Are you an entrepreneur?
We will be selecting a new batch of startup founders to interview in the next couple of weeks. If you are an entrepreneur and have something you can teach to other entrepreneurs, we’d love to hear your story. Please fill out this form.
The Interview
What do you write about on your blog?
We are trying to attract marketers and people interested in web analytics and web design. So, we think pretty diligently about what they care about and what they actually want. We think a lot about educating on measurement, marketing, analytics, and even web design and A/B testing.
Do you hire bloggers? Where do you find good bloggers?

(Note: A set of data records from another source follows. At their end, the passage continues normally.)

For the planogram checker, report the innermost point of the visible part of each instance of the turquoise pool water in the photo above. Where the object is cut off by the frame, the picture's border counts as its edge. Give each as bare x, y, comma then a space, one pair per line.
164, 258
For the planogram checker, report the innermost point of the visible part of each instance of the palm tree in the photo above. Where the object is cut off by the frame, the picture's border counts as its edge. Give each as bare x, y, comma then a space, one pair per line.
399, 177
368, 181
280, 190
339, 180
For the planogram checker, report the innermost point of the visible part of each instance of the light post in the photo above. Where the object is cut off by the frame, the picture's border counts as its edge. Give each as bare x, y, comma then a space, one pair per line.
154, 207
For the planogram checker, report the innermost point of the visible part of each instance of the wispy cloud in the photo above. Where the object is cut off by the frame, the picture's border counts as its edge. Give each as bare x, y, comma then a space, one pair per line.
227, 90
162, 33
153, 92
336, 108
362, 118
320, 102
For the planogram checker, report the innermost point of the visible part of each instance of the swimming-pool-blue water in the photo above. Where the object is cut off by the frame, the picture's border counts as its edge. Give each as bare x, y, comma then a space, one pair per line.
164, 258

Yeah, we usually just do guest posts. If you have a good handle on good content, then you can always find people who can write good content because you already read their work on other blogs. It’s a process, but an important one to be dedicated to, of understanding what relevant content exists out there and who’s writing it. Then, it’s relatively easy to find guest bloggers. We also have some of our customers do blog posts for us from time to time.
And then do you pay them by the hour or per post?

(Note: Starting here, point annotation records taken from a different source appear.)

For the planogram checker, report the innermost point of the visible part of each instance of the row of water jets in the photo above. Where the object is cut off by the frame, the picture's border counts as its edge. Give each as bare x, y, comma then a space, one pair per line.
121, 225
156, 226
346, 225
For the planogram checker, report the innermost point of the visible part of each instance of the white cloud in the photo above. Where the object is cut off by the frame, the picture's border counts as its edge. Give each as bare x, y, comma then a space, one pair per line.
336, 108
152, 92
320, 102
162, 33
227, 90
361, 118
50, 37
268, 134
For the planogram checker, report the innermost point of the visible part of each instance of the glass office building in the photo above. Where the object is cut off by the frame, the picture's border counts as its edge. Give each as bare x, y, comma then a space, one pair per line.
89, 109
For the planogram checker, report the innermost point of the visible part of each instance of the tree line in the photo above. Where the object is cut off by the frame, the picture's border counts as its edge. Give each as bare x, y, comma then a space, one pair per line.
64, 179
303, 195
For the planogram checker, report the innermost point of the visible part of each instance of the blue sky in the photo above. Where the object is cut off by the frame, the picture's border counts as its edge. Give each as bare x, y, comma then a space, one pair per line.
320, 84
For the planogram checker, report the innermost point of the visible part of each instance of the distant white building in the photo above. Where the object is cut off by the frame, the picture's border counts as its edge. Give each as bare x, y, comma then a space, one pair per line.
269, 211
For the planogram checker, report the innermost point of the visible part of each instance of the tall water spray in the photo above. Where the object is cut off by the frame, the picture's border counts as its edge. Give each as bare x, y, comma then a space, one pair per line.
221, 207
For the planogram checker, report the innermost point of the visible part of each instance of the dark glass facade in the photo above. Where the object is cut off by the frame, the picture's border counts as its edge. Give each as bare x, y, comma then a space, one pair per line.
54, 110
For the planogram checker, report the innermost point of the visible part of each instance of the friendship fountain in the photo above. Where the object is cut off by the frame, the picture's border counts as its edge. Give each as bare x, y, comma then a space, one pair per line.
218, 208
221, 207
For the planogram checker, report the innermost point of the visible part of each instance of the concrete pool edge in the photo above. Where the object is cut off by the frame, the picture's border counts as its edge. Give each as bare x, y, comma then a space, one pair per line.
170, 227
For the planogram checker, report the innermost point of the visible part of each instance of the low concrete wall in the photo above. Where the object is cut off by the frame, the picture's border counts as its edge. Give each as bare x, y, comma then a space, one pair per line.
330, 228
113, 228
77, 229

It depends. People have written posts on KISSmetrics for free, and we also have worked with professional writers, who are paid. For the latter, we usually pay by the blog post and the quality of the post.
What do you think are common mistakes people make when first blogging?

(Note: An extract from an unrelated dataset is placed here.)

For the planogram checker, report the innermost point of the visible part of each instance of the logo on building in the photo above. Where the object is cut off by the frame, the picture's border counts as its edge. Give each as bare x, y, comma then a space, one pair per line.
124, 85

I think they make it too much about their product and themselves. I don’t think bloggers educate their audience as much as they could. In almost any category, educating your audience is very useful and usually leads to more success and more traffic. For us, we are always first thinking about what is it that the user or the customer can learn.
Ok, so growing a blog is really hard to do. How did you do it?
Sure, so a lot of issues relate to the frequency of blogging. I think you have to make it a group effort or have a very diligent process of saying, “Look, every Monday or Tuesday or whenever, we are going to put out a blog post no matter what.” I think it’s important to have the discipline to get regular with it. That’s probably the hardest thing.